Thus, furnace brazing can reasonably be described
as the most versatile of all the brazing processes
in common use, encompassing as it does brazing
applications from the mundane to the highly esoteric.
While this survey is primarily concerned with
protective atmosphere furnace brazing techniques, no
review of furnace brazing processes can be considered
to be complete without reference to brazing in muffle
furnaces where brazing is carried out with conventional
fluxes in an atmosphere of air.

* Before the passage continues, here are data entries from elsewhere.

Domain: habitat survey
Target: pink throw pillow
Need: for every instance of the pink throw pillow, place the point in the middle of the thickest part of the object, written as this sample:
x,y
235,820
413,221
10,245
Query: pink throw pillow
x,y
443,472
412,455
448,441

Muffle furnaces are
discussed later in this survey in the section entitled
“Types of Furnaces”.
Although many different types of protective
atmosphere can be used for brazing, for convenience
they can be divided into two broad categories:
Gaseous atmospheres.
Vacuum.
1. Brazing in Gaseous Atmospheres
There are two distinct types of gaseous atmospheres in use for brazing applications:
Chemically inert atmospheres which protect
the parts being brazed from coming into
contact with other gaseous elements which might
react with the metals being joined to produce
surface films which might inhibit flowing and
wetting by the molten brazing alloy.
Chemically active atmospheres which will react,
during the brazing cycle, with any surface films
present on either the parts to be joined, or the brazing
alloy preform, removing them in the process.
In either instance, the partial pressure of any
oxygen present in the protective atmosphere will play
an important part in the removal of any contaminating
film which may be present on the component parts of
the assembly when they are placed into the furnace.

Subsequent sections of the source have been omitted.